The cv::Mat data structure is essentially made up of two parts: a header and a data block. The header contains all the information associated with the matrix (size, number of channels, data type, and so on). The previous recipe showed you how to access some of the attributes of this structure contained in its header (for example, by using cols, rows, or channels). The data block holds all the pixel values of an image. The header contains a pointer variable that points to this data block; it is the data attribute. An important property of the cv::Mat data structure is the fact that the memory block is only copied when explicitly requested for. Indeed, most operations will simply copy the cv::Mat header such that multiple objects will point to the same data block at the same time. This memory management model makes your applications more efficient while avoiding memory leaks, but its consequences have to be understood. The examples of this recipe illustrate this fact.

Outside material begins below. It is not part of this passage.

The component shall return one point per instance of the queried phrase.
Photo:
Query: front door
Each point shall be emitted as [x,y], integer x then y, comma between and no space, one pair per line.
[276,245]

By default, the cv::Mat objects have a zero size when they are created, but you can also specify an initial size as follows:

// create a new image made of 240 rows and 320 columns
cv::Mat image1(240,320,CV_8U,100);

In this case, you also need to specify the type of each matrix element; CV_8U here, which corresponds to 1-byte pixel images. The letter U means it is unsigned. You can also declare signed numbers by using the letter S. For a color image, you would specify three channels (CV_8UC3). You can also declare integers (signed or unsigned) of size 16 and 32 (for example, CV_16SC3). You also have access to 32-bit and 64-bit floating-point numbers (for example, CV_32F).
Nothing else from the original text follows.